Ein Ziel von Degrowth ist es, dass Warenproduktion und Transport schrumpfen, da ein großer Teil der konsumierten Güter auf vielfältige Art das Wohlergehen eher behindern und nicht steigern. Dazu gehören, die mit der Herstellung verbundenen Umweltbelastungen, die Entsorgungskosten der nicht wiederverwendbaren Bestandteile, die Aufmerksamkeit die uns durch Werbung verloren geht, aber häufig auch Wahlmöglichkeiten, die mehr Zeitverlust als Nutzen bringen. Es lohnt sich also unsere Konsumgewohnheiten zu hinterfragen. Eine sinnvolle Konsumreduktion soll eine Verringerung von Arbeitszeit ermöglichen.
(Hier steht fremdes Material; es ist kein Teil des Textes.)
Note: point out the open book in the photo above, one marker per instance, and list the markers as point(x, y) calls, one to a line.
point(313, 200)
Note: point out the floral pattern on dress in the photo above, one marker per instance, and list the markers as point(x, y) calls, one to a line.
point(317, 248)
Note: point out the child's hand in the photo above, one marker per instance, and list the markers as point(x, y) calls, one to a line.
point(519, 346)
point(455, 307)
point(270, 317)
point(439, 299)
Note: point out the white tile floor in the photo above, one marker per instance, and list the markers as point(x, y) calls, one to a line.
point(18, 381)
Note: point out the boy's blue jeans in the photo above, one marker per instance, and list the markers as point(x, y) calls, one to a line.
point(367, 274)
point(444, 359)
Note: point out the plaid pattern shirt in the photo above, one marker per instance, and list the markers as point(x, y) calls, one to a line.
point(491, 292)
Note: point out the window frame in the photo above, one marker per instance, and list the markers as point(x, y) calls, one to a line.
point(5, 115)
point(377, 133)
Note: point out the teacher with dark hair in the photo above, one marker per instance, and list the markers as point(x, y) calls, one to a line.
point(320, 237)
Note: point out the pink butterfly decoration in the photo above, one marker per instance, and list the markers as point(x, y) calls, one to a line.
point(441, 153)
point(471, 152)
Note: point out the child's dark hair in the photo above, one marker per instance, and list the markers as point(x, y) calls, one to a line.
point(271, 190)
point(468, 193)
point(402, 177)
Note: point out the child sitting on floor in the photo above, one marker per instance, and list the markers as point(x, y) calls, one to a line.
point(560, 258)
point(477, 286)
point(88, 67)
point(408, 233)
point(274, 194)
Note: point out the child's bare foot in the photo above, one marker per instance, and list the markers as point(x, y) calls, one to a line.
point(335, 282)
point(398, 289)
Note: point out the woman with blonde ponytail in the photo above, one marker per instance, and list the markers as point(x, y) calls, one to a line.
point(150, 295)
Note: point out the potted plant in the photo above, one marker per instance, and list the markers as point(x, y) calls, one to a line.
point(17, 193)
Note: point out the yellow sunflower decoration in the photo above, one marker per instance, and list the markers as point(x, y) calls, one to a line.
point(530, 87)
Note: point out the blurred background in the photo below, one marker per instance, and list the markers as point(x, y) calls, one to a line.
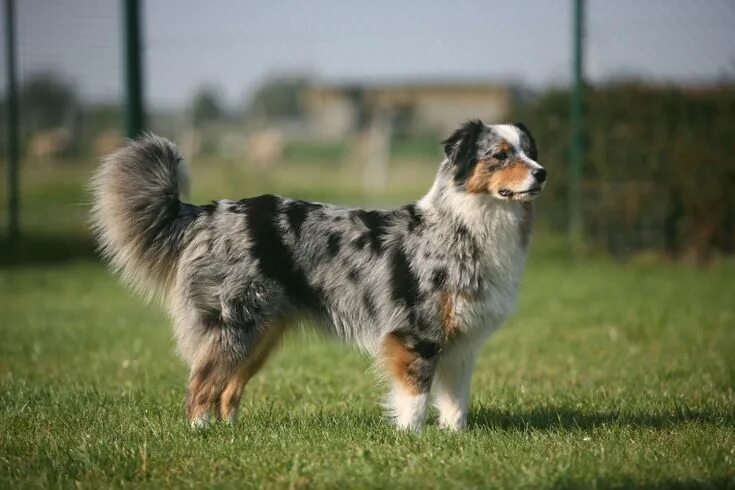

Über damit verbundene makroökonomische Effekte, zum Beispiel die Verringerung der Arbeitslosigkeit und eine geringere Umweltbelastung können kaum valide Vorhersagen gemacht werden, wenn nicht neben einer wünschenswerten Arbeitsverringerung, weitere Massnahmen unternommen werden, diese Ziele zu erreichen. Das für die jeweils Tätige, die positiven Effekte überwiegen, da eine kürzere Arbeitszeit weniger Stress und Belastung für die Gesundheit bedeuten, erlaubt es trotzdem, dem Ziel weniger arbeiten zu müssen, Beachtung zu schenken.
Die technische Entwicklung erlaubt es, das weniger, durch extreme Arbeitsteilung verursachte eintönige Arbeit von Menschen verrichtet werden muss. Dadurch steht die Kritik an einer einseitig auf Produktivität ausgerichteten Gestaltung der Arbeitsprozesse nicht mehr im Zentrum öffentlicher Debatten über die Gestaltung der Arbeitswelt. Diese Kritik muss aber in Zukunft eine wichtige Rolle spielen. Anders wird es nicht möglich sein, die Begründung der fossilen Konsumgesellschaft anzugreifen, dass ein hoher Grad von Konsumaktivität für die Schaffung und den Erhalt von Arbeitsplätzen norwendig ist.
Degrowth kann und sollte nicht versprechen, dass die Arbeitszeit stark reduziert werden kann. Wichtiger ist es, den Fokus darauf zu richten, dass die Arbeit als wichtiger Teil des gesellschaftlichen Lebens, keinen Gegensatz zur bio-physikalischen Wirklichkeit bilden darf. Die Energie und Stoffströme, die uns zur Verfügung stehen, sind begrenzt, auch wenn die fossilen Energieträger heute noch ein Überangebot an Energie bereitstellen. Dass wir möglichst schnell mit diesen planetaren Gegebenheiten in Einklang kommen, ist das Ziel, um das es gehen muss. Frühere Übergänge im sozio-ökonomschen Metabolismus waren jedenfalls durch einen Anstieg der Arbeitszeit gekennzeichnet. Mit Sicherheit kann das für die zwei grossen Wandlungen, die neolithische und die industrielle Revolution gesagt werden. Bis lokale, energie- und arbeitseffiziente, miteinander vernetzte, aber im Vergleich zum heutigen Entwicklungsstand geringe Stoffströme austauschende Wirtschaften entstanden sind, wird es einige Zeit dauern.